Thanks! Hmm, I could probably use some information about typical pub drinks too, pre-brand-name days. My MC drinks bitters, but I don't know if that's how it'd be termed. Thanks! Oh, and would there be a milder drink that he could switch to that would keep him from getting tipsy as fast as his drinking partner?

ETA: I used pickled eggs and pretzels--does that sound right?

Priene
03-15-2008, 05:44 PM
Pork scratchings (http://en.wikipedia.org/wiki/Crackling). You have to be drunk before eating those things.

Mild (http://en.wikipedia.org/wiki/Mild_ale) was the name for a beer weaker than bitter.

Pretzels are an American variant of a German bread, and (if your story is set in the UK) unknown in Britain until quite recently.

Saanen
03-15-2008, 05:52 PM
Oh, I didn't realize those were eaten as snacks outside of the U.S. Thanks!

Mr Flibble
03-15-2008, 06:12 PM
mmm Pork scratchimgs -- originally stocked in pubs for dogs apparantly.
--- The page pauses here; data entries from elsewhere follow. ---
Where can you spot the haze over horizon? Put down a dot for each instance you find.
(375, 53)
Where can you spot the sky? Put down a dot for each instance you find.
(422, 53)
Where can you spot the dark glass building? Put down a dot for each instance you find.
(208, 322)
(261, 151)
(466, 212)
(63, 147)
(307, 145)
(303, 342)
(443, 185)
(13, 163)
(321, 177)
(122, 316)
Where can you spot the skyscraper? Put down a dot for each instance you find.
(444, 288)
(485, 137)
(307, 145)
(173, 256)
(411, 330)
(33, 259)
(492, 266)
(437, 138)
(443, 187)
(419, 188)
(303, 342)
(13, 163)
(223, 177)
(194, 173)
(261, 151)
Also pickled eggs and gherkins used to be very popular -- my gran ran a pub and there were always jars of them on the bar.

endless rewrite
03-15-2008, 06:41 PM
pork pies

waylander
03-15-2008, 07:26 PM
Pickled eggs and gherkins yes, in some places. Pork Scratchings, not in southern pubs.
I think a lot of pubs just didn't sell snack foods at all

IceCreamEmpress
03-16-2008, 07:52 AM
In Shakespeare's time, taverns served bread and cheese, meat pies, and pickled vegetables. Oh, and pig's ear.

#1Pencil
03-16-2008, 10:35 AM
bread, cheese, cold meat pies, bangers (sausage), fried potatoes,hard boiled eggs, pints and half pints of ale, cider, etc.

Kenny
03-16-2008, 01:33 PM
KP may be the answer to your prayers!

http://en.wikipedia.org/wiki/KP_Snacks

and their parent company

http://www.kpsnacks.com/80256C1A0047922E/vWeb/pcTSTT5EPFXF

all have snacks which do not contain potatoes!
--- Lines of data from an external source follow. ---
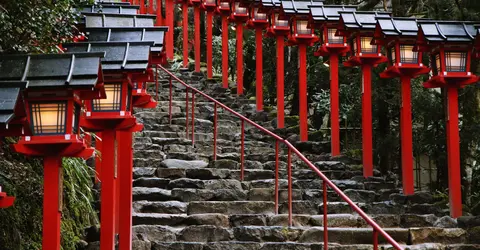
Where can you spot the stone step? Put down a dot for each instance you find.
(160, 210)
(276, 234)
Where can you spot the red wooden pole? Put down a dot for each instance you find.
(453, 148)
(107, 196)
(334, 105)
(150, 7)
(209, 45)
(259, 69)
(185, 34)
(280, 83)
(98, 159)
(125, 158)
(197, 38)
(302, 91)
(169, 10)
(406, 137)
(142, 7)
(225, 51)
(367, 120)
(52, 202)
(239, 29)
(158, 12)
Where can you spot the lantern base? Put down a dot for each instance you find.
(209, 7)
(108, 121)
(68, 145)
(370, 59)
(183, 1)
(410, 71)
(159, 58)
(339, 49)
(450, 81)
(143, 100)
(97, 93)
(6, 201)
(238, 18)
(223, 11)
(277, 31)
(295, 39)
(19, 127)
(256, 24)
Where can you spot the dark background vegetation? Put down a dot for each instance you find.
(37, 26)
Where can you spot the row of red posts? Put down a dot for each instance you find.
(53, 97)
(359, 36)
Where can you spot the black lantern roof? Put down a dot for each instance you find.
(68, 70)
(130, 34)
(397, 26)
(118, 20)
(271, 3)
(110, 8)
(447, 31)
(291, 7)
(9, 96)
(328, 13)
(111, 3)
(119, 56)
(361, 19)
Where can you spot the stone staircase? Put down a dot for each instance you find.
(183, 200)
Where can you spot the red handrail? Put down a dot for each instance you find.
(291, 149)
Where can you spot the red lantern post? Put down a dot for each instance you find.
(142, 57)
(398, 36)
(258, 21)
(364, 54)
(223, 8)
(57, 85)
(450, 44)
(185, 4)
(169, 21)
(239, 16)
(278, 29)
(210, 6)
(326, 18)
(196, 15)
(5, 200)
(160, 20)
(300, 34)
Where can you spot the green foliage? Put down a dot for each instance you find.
(36, 26)
(23, 178)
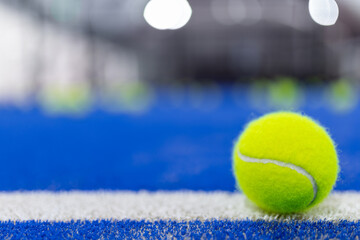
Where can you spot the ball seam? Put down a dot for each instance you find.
(282, 164)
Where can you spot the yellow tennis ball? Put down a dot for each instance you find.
(285, 162)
If no peanuts then there are lots of other types of nuts to be eaten...

dirtsider
03-16-2008, 03:26 PM
Potatoes and tomatoes are "New World" plants as well as maize (commonly called corn, at least here in the US). So if they're not going to have peanuts, they probably won't have popcorn, potatoes, and any tomato based dishes. That is, if your setting is outside the US.
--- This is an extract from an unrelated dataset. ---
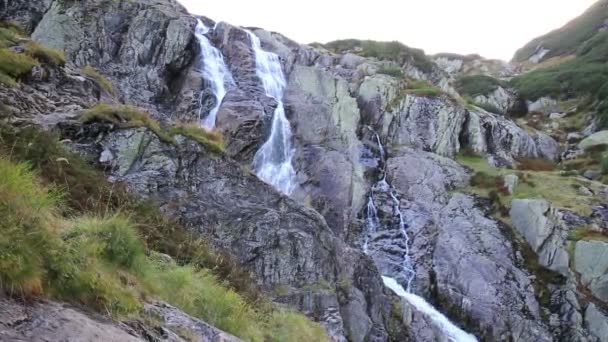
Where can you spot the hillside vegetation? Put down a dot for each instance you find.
(567, 39)
(68, 234)
(584, 75)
Your setting sounds interesting.

Saanen
03-16-2008, 04:51 PM
Thanks, everyone! I went with pickled eggs (ugh), gherkins, and pork pies.

Sandi LeFaucheur
03-17-2008, 12:09 AM
Please remember that in England (unlike the States), cider is alcoholic. Sometimes wildly so! "Scrumpy". Was incredibly disappointed to find in Canada that cider is only apple juice. I'm assuming this holds true for the States, too.

I'd go for bread and cheese as being served in pubs. Blimey, I could use some half-decent cheddar and a half of cider right now... :)

Mr Flibble
03-17-2008, 12:10 AM
*hands over can of Scrumpy Jack and lump of Extra Mature Cheddar*

Ahh scrumpy. Legless but smiling

Craig Gosse
03-17-2008, 12:14 AM
Was incredibly disappointed to find in Canada that cider is only apple juice.

Well, that's probably because you were silly enough to simply ask for 'cider'. Ask for 'hard cider' next time...

waylander
03-17-2008, 12:45 AM
Cider: Depends where they are in the country.
In 1920s era cider would not have been as widely available as it is now

And yes, it can be very strong!

williemeikle
03-17-2008, 12:57 AM
Something that hasn't been mentioned yet.. in seaside taverns they would have a lot of whelks/cockles/prawns as snacks... as well as possibly dried kelp, crab sticks, whitebait, sardines etc...

There are still many places in the UK where you can get a pint of prawns with your pint of beer.